Burns additionally pursued his individual interest for geography and cartography. “Maps fascinate me,” he notes, “and there are more maps in this film than in all the other films I’ve done combined.”
International Impact
Filmmakers captured footage at numerous significant sites in various American regions and British sites to capture the landscape’s character and collaborated substantially with re-enactors. These components unite to tell a story more bloody, multifaceted and world-changing versus conventional understanding.

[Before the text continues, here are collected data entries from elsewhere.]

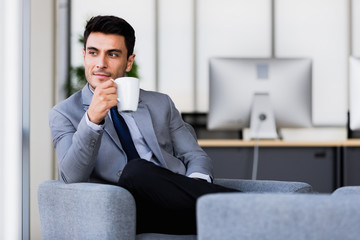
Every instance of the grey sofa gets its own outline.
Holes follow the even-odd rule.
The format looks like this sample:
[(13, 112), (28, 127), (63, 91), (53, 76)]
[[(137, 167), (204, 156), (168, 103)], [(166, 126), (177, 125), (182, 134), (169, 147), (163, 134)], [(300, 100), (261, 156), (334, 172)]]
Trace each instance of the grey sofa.
[(197, 201), (199, 240), (360, 239), (360, 187), (332, 194), (209, 194)]
[[(247, 193), (304, 193), (312, 190), (310, 185), (300, 182), (215, 179), (215, 183)], [(43, 240), (187, 240), (197, 238), (195, 235), (176, 236), (155, 233), (136, 235), (135, 201), (127, 190), (118, 186), (46, 181), (39, 186), (38, 204)], [(209, 211), (214, 210), (209, 209)], [(203, 212), (204, 208), (201, 214)], [(200, 219), (204, 220), (204, 217)], [(223, 216), (217, 215), (215, 219), (223, 219)], [(207, 226), (201, 226), (201, 232), (203, 232)]]

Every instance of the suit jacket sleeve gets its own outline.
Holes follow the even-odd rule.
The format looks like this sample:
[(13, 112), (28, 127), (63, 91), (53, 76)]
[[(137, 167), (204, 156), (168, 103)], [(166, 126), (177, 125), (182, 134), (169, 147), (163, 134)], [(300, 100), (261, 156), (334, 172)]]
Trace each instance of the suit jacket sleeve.
[(199, 172), (213, 178), (211, 158), (199, 146), (196, 137), (185, 126), (179, 111), (169, 98), (171, 109), (170, 132), (174, 147), (174, 155), (186, 166), (186, 175)]
[(67, 183), (89, 180), (103, 134), (103, 131), (95, 131), (87, 125), (84, 111), (80, 110), (79, 114), (77, 117), (69, 116), (56, 107), (49, 113), (60, 178)]

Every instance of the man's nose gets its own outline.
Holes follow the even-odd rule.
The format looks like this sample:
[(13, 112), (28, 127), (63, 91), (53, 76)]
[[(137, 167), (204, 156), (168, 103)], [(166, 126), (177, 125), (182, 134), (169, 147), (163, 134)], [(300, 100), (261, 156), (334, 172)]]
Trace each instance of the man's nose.
[(96, 67), (97, 68), (106, 68), (107, 67), (106, 58), (104, 55), (100, 55), (98, 57)]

The revolution, it contends, was no mere parochial quarrel concerning territory, taxes and political voice. Instead the film portrays a blood-soaked struggle that ultimately drew in more than two dozen nations and improbably came to embody what it calls “the noble aspirations of humankind”.
Internal Conflict Truth
Early dissatisfaction and objections aimed at the crown by American colonists across thirteen rebellious territories rapidly became a brutal civil conflict, setting brother against brother and turning communities into battlegrounds. In one segment, the historian Alan Taylor observes: “The primary misunderstanding about the American Revolution centers on assuming it constituted a unifying experience for colonists. This omits the fact that colonists battled fellow colonists.”
Nuanced Understanding
According to his perspective, the revolution is a story that “generally is overwhelmed by emotionalism and nostalgia and is incredibly superficial and insufficiently honors actual events, all contributors and the incredible violence of it.
The historian argues, a revolution that proclaimed the transformative concept of the unalienable rights of people; a vicious internal conflict, separating rebels and supporters; and a global war, continuing previous patterns of struggles among European powers for the “prize of North America”.